Mistakes are how we human beings learn

Daniel Paredes
2 min readJan 17, 2020
Photo by Sarah Kilian on Unsplash

Some years ago, a friend told me:

“Making mistakes is how we human beings learn.”

I spent some of my early life trying to avoid mistakes at all costs and then became frustrated when I inevitably made them. I have failed in love, at work, with my family, with friends.

Of course, this was terribly arrogant of me, counterproductive, and a difficult way to live.

It was arrogant because to never make a mistake basically means to be perfect. Obviously, neither I nor any other humans are perfect at all.
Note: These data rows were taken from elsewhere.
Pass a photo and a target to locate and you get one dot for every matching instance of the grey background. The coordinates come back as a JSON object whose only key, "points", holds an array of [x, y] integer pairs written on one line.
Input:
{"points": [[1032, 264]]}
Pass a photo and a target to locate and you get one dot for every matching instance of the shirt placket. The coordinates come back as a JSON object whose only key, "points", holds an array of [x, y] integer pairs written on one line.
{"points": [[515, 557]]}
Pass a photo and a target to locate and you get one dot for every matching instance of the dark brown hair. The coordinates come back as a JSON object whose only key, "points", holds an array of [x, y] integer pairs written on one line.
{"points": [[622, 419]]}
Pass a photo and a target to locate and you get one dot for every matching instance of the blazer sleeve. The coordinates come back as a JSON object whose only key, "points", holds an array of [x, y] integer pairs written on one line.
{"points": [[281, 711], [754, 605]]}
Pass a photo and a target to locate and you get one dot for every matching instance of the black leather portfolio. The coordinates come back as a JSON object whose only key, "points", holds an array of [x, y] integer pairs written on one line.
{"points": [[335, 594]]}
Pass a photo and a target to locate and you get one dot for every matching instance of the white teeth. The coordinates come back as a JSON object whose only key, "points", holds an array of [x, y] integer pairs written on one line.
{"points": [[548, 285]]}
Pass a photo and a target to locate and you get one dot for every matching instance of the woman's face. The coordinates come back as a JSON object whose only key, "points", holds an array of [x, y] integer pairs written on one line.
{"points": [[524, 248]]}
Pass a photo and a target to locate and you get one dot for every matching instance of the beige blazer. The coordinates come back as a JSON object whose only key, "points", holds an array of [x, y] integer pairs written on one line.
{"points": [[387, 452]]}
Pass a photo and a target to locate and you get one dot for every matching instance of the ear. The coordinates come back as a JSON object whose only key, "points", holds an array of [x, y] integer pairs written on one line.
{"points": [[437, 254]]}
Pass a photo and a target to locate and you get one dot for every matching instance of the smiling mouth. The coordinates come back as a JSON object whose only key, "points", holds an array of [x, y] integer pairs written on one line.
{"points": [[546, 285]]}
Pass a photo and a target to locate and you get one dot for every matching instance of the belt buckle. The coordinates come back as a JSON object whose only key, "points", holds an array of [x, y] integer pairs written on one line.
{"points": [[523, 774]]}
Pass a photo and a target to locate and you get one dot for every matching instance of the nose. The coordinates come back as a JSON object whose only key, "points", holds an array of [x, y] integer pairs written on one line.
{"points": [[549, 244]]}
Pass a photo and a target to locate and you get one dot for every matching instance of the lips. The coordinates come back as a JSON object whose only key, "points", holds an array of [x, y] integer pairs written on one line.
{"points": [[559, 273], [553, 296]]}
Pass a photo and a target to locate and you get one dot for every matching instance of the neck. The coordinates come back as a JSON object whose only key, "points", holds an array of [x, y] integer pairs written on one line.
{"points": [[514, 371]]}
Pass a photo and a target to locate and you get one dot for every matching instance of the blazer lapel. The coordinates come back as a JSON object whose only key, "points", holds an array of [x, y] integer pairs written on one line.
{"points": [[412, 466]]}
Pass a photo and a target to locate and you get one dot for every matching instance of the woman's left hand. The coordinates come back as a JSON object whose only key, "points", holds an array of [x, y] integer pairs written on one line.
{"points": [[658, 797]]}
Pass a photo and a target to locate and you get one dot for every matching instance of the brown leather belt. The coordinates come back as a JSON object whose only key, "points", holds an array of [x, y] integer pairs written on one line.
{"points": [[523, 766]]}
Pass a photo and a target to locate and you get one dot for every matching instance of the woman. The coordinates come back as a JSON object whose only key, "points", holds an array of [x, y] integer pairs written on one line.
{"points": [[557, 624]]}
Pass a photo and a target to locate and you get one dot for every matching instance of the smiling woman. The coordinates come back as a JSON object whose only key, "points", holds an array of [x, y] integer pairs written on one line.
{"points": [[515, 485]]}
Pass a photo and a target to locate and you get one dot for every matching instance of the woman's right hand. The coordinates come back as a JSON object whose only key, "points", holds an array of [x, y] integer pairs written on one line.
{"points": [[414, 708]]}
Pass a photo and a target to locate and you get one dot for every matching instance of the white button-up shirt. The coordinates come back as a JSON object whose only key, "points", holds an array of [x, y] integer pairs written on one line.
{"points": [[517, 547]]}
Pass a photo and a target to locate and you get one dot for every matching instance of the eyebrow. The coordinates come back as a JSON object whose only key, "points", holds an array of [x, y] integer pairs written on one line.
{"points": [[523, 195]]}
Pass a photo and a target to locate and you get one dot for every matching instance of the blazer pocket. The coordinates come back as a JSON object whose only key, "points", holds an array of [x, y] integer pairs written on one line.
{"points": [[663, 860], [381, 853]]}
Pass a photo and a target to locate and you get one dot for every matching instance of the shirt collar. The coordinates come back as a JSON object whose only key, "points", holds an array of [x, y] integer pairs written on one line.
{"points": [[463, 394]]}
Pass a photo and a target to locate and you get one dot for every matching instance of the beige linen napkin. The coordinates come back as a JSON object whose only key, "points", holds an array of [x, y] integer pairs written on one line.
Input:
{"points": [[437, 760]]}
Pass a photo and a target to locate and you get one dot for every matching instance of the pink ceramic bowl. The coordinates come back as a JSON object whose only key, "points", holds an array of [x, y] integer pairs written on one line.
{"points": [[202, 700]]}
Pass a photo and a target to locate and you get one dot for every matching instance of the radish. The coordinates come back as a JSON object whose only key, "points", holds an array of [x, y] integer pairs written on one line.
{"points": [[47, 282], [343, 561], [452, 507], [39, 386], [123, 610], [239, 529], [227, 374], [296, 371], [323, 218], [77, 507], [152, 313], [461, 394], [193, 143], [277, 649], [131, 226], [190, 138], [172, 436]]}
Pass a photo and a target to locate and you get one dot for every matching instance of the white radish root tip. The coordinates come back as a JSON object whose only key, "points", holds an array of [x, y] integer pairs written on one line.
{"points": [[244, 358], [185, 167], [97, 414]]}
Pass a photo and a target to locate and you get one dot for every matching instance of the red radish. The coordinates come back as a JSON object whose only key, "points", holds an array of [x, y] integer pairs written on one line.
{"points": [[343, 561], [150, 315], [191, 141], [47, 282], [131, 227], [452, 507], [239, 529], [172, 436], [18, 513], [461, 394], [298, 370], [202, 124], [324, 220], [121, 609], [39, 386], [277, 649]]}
Avoiding mistakes is counterproductive because reduces your opportunities to learn. The goal isn’t to avoid mistakes. The goal is to learn and live an enjoyable life.

The easiest way to avoid mistakes is to do nothing.

Being frustrated for mistakes is a difficult way to live because it means either doing nothing with your life or beating yourself up for your entire life. Neither is particularly good for you!

After so many years, of my many mistakes, I’ve come to the following reflections on making mistakes:

1) Again, don’t focus on avoiding mistakes. Instead, focus on not repeating mistakes.

To make a mistake the first time is to learn. To repeat a mistake is just stupid. Please, don’t be stupid.

2) When you make a mistake, forget beating yourself up. Instead, focus on the lesson. What was wrong in your understanding of the situation, rationale, or your process? Skip the self-criticism, just fix the f**king problem so you don’t repeat the mistake.

3) Focus on reducing the cost of making mistakes. When mistakes have very little cost, go make many of them and learn a lot from them.

Athletes do something called “practice” before the Olympics. It allows them to make their mistakes when there is no consequence to doing so.

Tech companies have something called A/B testing where they can take an idea and test it on a small scale before attempting a big rollout. The purpose of an A/B test is to make mistakes and learn from them… cheaply.

4) After all, I still believe it is far more cost-effective to learn from some else’s mistakes than from your own.

Yes, “mistakes are how we learn,” but who said it had to be our own mistakes?

This is why I keep learning and reading as much I can and part of my salary goes to buying books for my Kindle library — it’s an investment that always returns.